SIRACUSA – Mentre sul palco di Piazza Minerva, Giuseppe Fiorello si commuoveva sulle note di Stranizza d’amuri di Franco Battiato, a poche centinaia di metri, nell’arena Logoteta, veniva proiettata l’anteprima mondiale di Grain – portrait of Fabio d’Emilio, film che partecipa al Concorso Internazionale documentari del 15mo Ortigia Film Festival. Protagonista del film è Fabio d’Emilio, fotografo che ci ha regalato alcune delle più iconiche immagini proprio del giovane Battiato (quello di Pollution per intendersi), insieme a iconici scatti dei più importanti musicisti e rocker degli anni ’60 e ’70, dai Pink Floyd ai Queen, passando per Patty Smith.

Il regista Simone Valentini racconta la vicenda unica dell’allora altrettanto giovane D’Emilio in un mondo della musica che ci appare incredibile, se visto col filtro della contemporaneità. Il fotografo poteva scattare 12 volte prima di dovere cambiare un grosso rullino, utilizzare flash appositi, arrangiarsi sottopalco e nella relazione con gli artisti, in un contesto discografico anni luce lontano da quello attuale. Così nella sua gioventù ricca di avventure D’Emilio ha dovuto inventarsi driver per Mick Jagger, aggiustare il monociclo di Peter Tosh per conquistare la sua fiducia o prendere un volo per Zurigo solo per riuscire a imprimere su pellicola i volti dei Pink Floyd, in particolare quello del mitico tastierista Richard Wright fino a quel momento invisibile dietro il suo muro di tastiere.

“Ci siamo conosciuti durante le riprese di un videoclip, dove Fabio aveva portato un po’ di macchine fotografiche per degli elementi di scenografia. – racconta Valentini in esclusiva a “CinecittàNews” – Dopo le riprese ha iniziato a raccontarmi la sua storia. Mi ha subito incuriosito perché era un mondo lontano da me e che non avevo mai sentito raccontato. Cose che davo per scontato che, invece, non erano affatto, come il rapporto con la musica straniera. Il modo in cui venivano vissuti i concerti. Era una storia densa, ricca di aneddoti ed eventi e mi piaceva il modo particolarmente accattivante con cui Fabio la raccontava”.
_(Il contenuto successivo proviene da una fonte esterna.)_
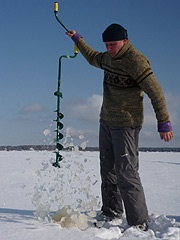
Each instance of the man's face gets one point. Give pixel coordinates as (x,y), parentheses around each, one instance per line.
(115,46)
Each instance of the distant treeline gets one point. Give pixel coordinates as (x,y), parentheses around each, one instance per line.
(53,147)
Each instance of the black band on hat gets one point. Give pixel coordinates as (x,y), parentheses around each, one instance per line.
(114,32)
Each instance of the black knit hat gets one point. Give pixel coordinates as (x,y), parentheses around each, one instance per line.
(114,32)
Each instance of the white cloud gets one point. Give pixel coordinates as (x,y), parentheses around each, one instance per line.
(33,108)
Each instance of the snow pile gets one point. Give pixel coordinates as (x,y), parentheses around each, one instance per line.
(68,218)
(41,202)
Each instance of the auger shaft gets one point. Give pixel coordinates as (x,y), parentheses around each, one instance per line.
(59,95)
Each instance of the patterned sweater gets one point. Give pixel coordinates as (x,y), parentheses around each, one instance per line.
(126,77)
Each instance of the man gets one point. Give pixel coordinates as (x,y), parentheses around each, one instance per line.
(127,74)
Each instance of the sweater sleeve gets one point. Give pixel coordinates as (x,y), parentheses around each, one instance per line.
(93,57)
(142,73)
(154,91)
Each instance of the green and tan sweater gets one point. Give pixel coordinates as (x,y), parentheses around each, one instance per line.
(126,77)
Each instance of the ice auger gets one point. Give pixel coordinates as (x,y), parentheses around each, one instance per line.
(59,95)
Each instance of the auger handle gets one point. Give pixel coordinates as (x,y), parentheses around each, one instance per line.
(75,49)
(55,6)
(56,15)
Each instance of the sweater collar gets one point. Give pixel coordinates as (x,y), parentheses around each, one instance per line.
(123,50)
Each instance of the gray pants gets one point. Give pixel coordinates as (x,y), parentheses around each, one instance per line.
(119,166)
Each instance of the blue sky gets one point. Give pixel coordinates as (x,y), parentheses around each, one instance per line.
(31,42)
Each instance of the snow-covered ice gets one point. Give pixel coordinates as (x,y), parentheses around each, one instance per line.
(33,193)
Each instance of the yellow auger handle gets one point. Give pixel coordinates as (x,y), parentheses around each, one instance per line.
(75,49)
(55,6)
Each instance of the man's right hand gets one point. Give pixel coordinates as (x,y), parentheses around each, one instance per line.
(70,33)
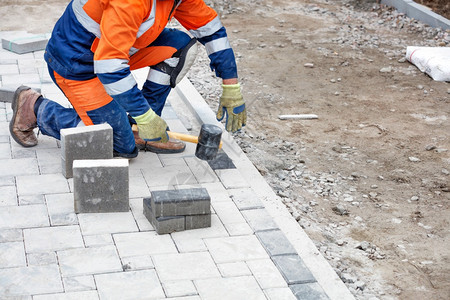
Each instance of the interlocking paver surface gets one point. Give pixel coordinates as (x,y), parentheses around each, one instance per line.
(47,251)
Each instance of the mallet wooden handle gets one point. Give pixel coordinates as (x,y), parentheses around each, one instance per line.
(186,137)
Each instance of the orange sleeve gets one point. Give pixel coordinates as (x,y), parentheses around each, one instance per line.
(193,14)
(119,26)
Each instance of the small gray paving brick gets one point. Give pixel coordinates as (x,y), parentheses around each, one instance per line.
(309,291)
(79,283)
(61,210)
(88,142)
(8,195)
(101,185)
(23,216)
(245,198)
(275,242)
(41,184)
(143,284)
(221,161)
(52,239)
(197,221)
(30,280)
(293,269)
(41,259)
(18,167)
(86,261)
(259,219)
(10,235)
(12,254)
(244,287)
(181,202)
(25,44)
(163,225)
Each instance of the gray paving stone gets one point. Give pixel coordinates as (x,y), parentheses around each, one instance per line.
(275,242)
(85,295)
(79,283)
(61,209)
(180,288)
(221,161)
(168,176)
(163,225)
(143,243)
(17,167)
(21,45)
(8,195)
(245,198)
(98,240)
(242,288)
(188,266)
(31,199)
(293,269)
(42,259)
(88,142)
(12,254)
(266,273)
(134,263)
(309,291)
(30,280)
(92,224)
(101,185)
(129,285)
(259,219)
(86,261)
(180,202)
(197,221)
(228,212)
(11,235)
(41,184)
(201,170)
(236,248)
(231,178)
(23,216)
(52,239)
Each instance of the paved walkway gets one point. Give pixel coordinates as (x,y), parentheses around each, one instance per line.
(253,250)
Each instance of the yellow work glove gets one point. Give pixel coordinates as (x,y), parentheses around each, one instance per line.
(232,106)
(151,127)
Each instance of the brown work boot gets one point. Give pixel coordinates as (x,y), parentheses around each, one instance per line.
(158,147)
(24,120)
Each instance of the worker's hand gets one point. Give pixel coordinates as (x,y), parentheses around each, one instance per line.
(232,106)
(151,127)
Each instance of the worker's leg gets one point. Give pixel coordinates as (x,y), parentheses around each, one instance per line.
(92,105)
(169,58)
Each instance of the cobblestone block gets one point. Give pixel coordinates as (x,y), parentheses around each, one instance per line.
(88,142)
(181,202)
(293,269)
(198,221)
(101,185)
(275,242)
(163,225)
(21,45)
(309,291)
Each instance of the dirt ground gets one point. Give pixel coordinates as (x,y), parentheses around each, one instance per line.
(369,179)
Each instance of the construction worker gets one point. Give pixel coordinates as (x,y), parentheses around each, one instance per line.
(93,49)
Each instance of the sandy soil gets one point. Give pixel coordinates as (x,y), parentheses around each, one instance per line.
(381,140)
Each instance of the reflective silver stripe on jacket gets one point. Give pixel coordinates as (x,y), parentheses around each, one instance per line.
(120,86)
(110,65)
(158,77)
(207,29)
(82,17)
(217,45)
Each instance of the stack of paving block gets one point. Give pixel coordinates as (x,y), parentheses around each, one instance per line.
(177,210)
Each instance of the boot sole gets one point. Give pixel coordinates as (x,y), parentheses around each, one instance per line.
(14,106)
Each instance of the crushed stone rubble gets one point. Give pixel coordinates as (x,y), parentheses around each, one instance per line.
(287,172)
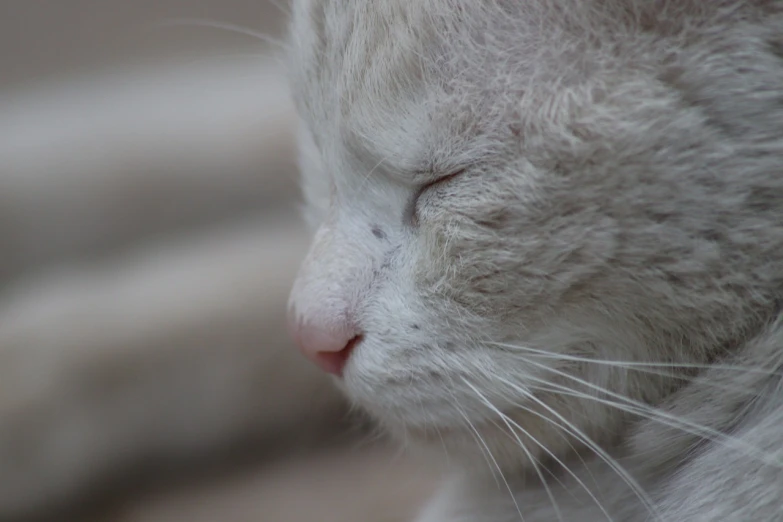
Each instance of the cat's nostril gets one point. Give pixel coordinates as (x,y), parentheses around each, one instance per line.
(329,347)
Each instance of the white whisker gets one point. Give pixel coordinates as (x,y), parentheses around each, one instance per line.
(225,26)
(587,441)
(647,411)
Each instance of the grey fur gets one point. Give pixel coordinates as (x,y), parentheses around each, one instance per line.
(559,184)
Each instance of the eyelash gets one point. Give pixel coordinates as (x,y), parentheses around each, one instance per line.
(413,217)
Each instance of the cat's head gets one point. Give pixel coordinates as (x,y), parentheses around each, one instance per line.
(514,199)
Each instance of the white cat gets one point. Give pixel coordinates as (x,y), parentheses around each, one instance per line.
(550,244)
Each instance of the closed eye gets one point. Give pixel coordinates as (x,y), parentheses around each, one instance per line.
(411,216)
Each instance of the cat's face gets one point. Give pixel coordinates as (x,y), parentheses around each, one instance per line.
(499,194)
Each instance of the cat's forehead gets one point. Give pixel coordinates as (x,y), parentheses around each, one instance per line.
(385,80)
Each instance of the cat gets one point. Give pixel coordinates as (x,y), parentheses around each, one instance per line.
(548,246)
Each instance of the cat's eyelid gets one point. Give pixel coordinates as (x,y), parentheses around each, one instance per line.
(433,178)
(411,215)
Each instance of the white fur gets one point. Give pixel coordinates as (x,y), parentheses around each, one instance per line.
(618,197)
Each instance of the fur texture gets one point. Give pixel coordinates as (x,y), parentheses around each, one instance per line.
(558,227)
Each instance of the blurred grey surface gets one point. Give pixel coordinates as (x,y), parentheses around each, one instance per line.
(148,237)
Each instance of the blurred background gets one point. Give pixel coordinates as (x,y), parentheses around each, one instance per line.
(148,238)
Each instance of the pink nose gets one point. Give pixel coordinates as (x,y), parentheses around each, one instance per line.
(329,348)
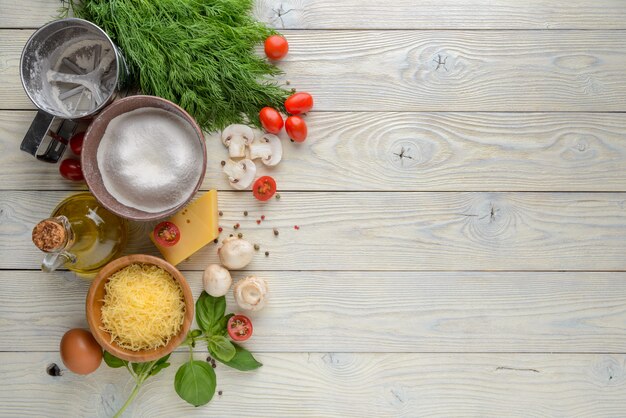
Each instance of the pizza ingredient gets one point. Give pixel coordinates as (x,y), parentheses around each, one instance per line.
(264,188)
(299,103)
(237,138)
(240,173)
(235,253)
(271,120)
(296,128)
(80,352)
(239,328)
(268,148)
(250,293)
(216,280)
(276,47)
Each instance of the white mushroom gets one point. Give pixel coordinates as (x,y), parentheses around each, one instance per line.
(250,293)
(240,173)
(268,148)
(237,138)
(216,280)
(235,253)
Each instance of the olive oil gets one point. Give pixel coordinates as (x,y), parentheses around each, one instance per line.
(81,235)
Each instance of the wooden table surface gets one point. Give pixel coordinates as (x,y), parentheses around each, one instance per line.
(462,209)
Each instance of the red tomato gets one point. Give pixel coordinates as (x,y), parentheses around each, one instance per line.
(276,47)
(166,234)
(296,128)
(70,169)
(299,103)
(239,328)
(271,120)
(264,188)
(76,143)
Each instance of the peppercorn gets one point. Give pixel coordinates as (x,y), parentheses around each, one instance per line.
(53,370)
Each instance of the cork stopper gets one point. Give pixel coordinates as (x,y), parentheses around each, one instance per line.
(49,235)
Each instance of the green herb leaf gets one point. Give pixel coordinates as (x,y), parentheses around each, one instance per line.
(243,360)
(220,328)
(221,348)
(209,310)
(195,382)
(113,361)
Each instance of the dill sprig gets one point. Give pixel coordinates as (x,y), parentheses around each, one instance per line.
(196,53)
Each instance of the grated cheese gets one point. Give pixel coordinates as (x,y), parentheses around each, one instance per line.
(143,307)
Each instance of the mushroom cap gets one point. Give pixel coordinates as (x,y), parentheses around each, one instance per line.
(241,173)
(250,293)
(237,131)
(235,253)
(216,280)
(269,148)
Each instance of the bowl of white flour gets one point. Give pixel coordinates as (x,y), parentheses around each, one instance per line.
(144,158)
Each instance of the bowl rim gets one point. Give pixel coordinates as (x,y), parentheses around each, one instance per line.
(94,318)
(89,163)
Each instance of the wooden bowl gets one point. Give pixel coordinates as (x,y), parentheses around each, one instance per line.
(93,136)
(94,304)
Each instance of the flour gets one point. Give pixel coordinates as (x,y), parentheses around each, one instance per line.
(150,159)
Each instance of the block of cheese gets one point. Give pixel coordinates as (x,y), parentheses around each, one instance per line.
(187,231)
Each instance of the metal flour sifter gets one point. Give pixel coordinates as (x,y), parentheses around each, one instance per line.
(70,70)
Un’affinità elettiva che ha guidato da subito il progetto, come ricorda il regista: “La cosa che ci accomuna di più è essere mossi da una passione, perché io ho studiato economia, una cosa che non c’entra nulla con il cinema, e poi ho scoperto di avere questa passione per il racconto. Abbiamo abbandonato delle strade per prenderne altre, che poi piano piano hanno dato i loro frutti, con il tempo. Ci vuole coraggio per fare queste scelte: come Fabio dopo il servizio militare non è tornato a casa ed è andato alla Emi, io una mattina non sono andato all’università, ma ho deciso di andare su un set a fare i caffè a Marco Risi”.

Definire Fabio D’Emilio un fotografo sarebbe riduttivo. Discografico, pubblicitario, direttore del marketing: nella sua vita ha saputo sfruttare i suoi tanti talenti, riuscendo sempre a reinventarsi, come si vede nel documentario, quando iniziò a lavorare per la Palmolive, producendo da solo spot iconici e rivoluzionari. “È cominciato tutto con una macchina fotografica, che è stata un fil rouge costante negli accadimenti della mia vita professionale e personale. – rivela D’Emilio – Ci sono state un sacco di sliding doors. È per questo che io consiglio sempre ai giovani di scendere in strada e fare cose, perché sennò non accade nulla. Passai dalla fotografia alla musica, altra mia grande passione, ma tutto quello che imparai nel mondo della musica dal punto di vista professionale e umano è diventato utilissimo in un ambiente completamente diverso che è stato quello del marketing di largo consumo. La stranezza del mio background mi ha sempre dato dei vantaggi. Un tipo di carriera che forse oggi è irripetibile”.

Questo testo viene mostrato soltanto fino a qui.